May 25
2022
Join award-winning authors Michelle Berry, Frank Flynn, Charlie Petch, Kate Story, and PJ Thomas for an intimate evening of reading and conversation.
Award-winning author Michelle Berry (appearing on video for this reading) is the author
of three books of short stories and six novels, most recently the gripping Everything
Turns Away. Her short story collection I Still Don’t Even Know You won the 2011 Mary Scorer Award for Best Book Published by a Manitoba Publisher and was shortlisted for a 2011 ReLit Award, and her novel This Book Will Not Save Your Life won the 2010 Colophon Award and was longlisted for the 2011 ReLit Award. Her writing has been optioned for film and published in the UK.
Local playwright and choreographer Frank Flynn’s debut novel Songs of the Sabbath is set in the late 1930s and early 1940s, weaving a compelling story of faith, hope, and the indomitable human spirit. His theatre productions have been performed in Canada, the United States, Britain, New Zealand, and South Korea, his plays published by Lazy Bee Scripts in Southampton, England, and his choreography productions have appeared in the 4th Line Digital Festival of Light and Dark, Art for Awareness, and the Small Dance for Small Space Festival at The Theatre on King.

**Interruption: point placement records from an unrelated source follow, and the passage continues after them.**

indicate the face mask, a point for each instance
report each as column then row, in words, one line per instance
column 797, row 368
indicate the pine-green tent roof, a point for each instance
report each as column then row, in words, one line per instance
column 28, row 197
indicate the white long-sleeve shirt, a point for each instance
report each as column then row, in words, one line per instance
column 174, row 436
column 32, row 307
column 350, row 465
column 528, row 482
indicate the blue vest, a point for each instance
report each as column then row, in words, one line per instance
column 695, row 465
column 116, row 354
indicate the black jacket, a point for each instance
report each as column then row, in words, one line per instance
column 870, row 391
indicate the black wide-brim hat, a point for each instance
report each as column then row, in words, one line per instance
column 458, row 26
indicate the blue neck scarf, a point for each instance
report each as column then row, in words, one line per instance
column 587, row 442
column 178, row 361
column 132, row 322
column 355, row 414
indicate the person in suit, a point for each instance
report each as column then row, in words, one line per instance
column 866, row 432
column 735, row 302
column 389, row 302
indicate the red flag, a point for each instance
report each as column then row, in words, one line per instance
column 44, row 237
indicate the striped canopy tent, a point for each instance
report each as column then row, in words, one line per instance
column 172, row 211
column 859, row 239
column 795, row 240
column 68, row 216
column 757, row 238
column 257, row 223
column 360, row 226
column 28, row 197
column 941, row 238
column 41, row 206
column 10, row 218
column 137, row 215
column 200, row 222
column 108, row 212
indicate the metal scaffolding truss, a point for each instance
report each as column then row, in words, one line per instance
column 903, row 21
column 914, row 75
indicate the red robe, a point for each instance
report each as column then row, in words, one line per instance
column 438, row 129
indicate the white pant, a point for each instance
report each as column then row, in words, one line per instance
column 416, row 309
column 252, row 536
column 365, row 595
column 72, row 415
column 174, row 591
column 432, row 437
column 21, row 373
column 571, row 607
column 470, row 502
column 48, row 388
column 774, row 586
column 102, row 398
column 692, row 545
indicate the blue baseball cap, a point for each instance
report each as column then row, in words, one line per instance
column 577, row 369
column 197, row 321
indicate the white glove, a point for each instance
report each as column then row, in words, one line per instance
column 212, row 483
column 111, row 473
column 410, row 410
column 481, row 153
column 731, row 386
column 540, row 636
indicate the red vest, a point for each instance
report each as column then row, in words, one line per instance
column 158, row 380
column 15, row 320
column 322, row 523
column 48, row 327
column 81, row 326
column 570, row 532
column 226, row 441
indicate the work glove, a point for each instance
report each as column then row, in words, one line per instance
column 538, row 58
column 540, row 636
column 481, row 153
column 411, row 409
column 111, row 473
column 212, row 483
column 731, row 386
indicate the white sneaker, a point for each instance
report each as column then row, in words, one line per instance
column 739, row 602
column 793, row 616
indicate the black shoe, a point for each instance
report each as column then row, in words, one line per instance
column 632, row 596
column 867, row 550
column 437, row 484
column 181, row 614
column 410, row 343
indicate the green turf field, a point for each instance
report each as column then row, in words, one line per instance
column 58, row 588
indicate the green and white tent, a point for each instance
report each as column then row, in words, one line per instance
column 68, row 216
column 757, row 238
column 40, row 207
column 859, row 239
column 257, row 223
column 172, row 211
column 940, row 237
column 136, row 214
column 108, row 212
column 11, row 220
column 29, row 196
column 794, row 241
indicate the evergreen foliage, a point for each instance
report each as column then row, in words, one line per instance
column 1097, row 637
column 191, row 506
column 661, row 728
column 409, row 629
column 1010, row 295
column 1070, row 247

Charlie Petch is an award-winning transmasculine multidisciplinary artist, mentor, keynote speaker, film/theatre lighting designer, sound tech & entertainer. Their new full-length poetry book Why I Was Late; is winner of the 2022 ReLit Award for Poetry. With kitchen-table candor and empathy, this stunning debut collection of poems offers witness to a decades-long trans/personal coming of age, finding heroes in unexpected places.
Kate Story is an award-winning genderqueer writer and theatre artist. Her latest novel, Urchin, mixes H.G. Wells and Guglielmo Marconi on the south side of St. John’s. Ranked by CBC as one of 22 Canadian YA books to watch out for; top 2022 selection by Top Grade: CanLit for the Classroom; listed in the Globe and Mail’s Children’s Book Gift Guide; highly recommended by the Association of Canadian Independent Booksellers.

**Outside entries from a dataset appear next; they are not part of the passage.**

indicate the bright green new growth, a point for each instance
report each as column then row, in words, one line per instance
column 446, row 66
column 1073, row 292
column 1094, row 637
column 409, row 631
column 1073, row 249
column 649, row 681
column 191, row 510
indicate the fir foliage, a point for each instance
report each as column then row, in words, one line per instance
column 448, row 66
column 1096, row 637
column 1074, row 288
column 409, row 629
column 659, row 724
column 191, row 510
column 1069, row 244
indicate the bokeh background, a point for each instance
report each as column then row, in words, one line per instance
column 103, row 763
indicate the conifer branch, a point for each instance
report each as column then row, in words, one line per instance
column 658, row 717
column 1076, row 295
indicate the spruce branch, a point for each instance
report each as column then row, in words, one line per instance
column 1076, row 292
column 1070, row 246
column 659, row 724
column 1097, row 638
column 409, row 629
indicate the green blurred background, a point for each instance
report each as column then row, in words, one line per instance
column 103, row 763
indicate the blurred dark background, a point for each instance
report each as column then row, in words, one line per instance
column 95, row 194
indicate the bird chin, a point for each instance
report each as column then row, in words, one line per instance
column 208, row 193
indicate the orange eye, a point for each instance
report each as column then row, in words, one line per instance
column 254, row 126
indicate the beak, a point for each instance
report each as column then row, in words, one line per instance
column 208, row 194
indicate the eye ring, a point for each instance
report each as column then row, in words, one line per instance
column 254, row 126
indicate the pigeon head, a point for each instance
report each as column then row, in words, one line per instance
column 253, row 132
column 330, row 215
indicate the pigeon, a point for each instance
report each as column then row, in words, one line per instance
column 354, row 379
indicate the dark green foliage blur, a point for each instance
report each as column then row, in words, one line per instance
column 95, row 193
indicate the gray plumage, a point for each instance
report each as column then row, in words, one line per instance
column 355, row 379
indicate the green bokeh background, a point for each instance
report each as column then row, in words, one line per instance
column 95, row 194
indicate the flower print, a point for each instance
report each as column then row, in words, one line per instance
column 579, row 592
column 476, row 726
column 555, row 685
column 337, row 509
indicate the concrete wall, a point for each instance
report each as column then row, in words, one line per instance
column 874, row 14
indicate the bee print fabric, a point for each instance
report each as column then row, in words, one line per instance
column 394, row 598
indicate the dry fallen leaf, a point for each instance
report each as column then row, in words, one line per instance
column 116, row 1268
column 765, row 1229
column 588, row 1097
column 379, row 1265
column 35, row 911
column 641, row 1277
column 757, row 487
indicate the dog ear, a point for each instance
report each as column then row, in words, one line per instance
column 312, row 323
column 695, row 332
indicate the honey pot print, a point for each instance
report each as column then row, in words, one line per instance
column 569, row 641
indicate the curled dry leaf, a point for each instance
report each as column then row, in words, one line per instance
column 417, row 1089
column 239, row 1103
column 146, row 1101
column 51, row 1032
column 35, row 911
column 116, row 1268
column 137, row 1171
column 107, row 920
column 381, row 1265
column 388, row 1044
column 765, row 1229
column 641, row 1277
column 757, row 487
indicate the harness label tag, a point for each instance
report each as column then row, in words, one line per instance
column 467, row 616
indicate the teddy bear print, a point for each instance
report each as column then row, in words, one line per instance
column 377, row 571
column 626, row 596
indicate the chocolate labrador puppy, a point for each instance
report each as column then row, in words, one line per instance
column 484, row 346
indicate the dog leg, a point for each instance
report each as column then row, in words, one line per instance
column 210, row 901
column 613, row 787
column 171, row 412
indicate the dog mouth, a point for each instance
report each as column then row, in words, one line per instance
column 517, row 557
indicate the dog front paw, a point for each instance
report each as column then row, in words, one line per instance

Urchin was reviewed by Lisa Moore as:
“…electric with magic, glittering language, and high-wire tension… Here’s a queer, ultra-modern, historic St. John’s, where scientific advancement smacks up against potent magic and ancient lore. Sparks fly. Prepare to be zapped with high-voltage suspense and megawatts of fun. Prepare to be spellbound.”

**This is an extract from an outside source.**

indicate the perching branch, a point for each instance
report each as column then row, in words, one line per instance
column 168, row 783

PJ Thomas is a settler who was born and raised on Lake Ontario. She is a senior emerging poet who published her first book of poetry, Undertow, in October 2020. Thomas also writes lyrics, and three of her songs appear on the 2021 Juno-nominated album, Solar Powered Too. Her poetry appears in the 2022 Bill Bissett anthology, Poemdemic, and has been published in the River Magazine, the Arthur Newspaper, and by the Poet Laureate of Cobourg in the online publication, Poetry Present. Ms. Thomas makes her home with her beloved cat by the Otonabee River.